Species of gastropod

Usilla tosana is a species of sea snail, a marine gastropod mollusk in the family Muricidae, the murex snails or rock snails.

==Description==
The length of the shell attains 14 mm, its diameter 7.3 to 7.7 mm. and the length of the aperture 8 mm

(Original description) The small, imperforate shell is fusiform and solid. It is gray-white with an interrupted black-brown band below the suture, another below the periphery and a less distinct one at the base. The sculpture consists of numerous longitudinal rounded folds or waves, many of them followed by a raised line marking a former peristome. These folds are more distinct on the spire than on the body whorl, where there are 10 to 15 of them. The folds are
crossed by numerous strong, rounded spiral cords, which are often weakly striate in the same direction, are wider than their deep intervals, and pass equally over folds and valleys.

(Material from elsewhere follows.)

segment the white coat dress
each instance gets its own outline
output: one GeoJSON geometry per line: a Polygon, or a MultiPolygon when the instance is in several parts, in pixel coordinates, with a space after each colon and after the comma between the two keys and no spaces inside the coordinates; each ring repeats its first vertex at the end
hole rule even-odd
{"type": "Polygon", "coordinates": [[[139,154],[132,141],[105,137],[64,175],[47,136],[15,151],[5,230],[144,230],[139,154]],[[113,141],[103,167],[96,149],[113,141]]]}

There are about 10 of these spiral cords on the body whorl, besides some small ones below the suture and in the intervals of the large cords on the basal slope. The interstices in well-preserved shells are delicately, closely lamellose. The spire is rather slender and acute. There are about 7 whorls in perfect
shells, the first two forming a smooth, bulbous, shortly cylindric protoconch. Subsequent whorls are somewhat concave below the suture, then convex. The body whorl is inflated peripherally, contracted below, with a plicate basal fasciole. The aperture is slightly more than half the length of the shell, dark purplish-brown with light bands within. The outer lip is whitish, beveled, and finished with 3 to 6 small tubercles within. The siphonal canal is short and open.

==Distribution==
This marine species occurs off Japan.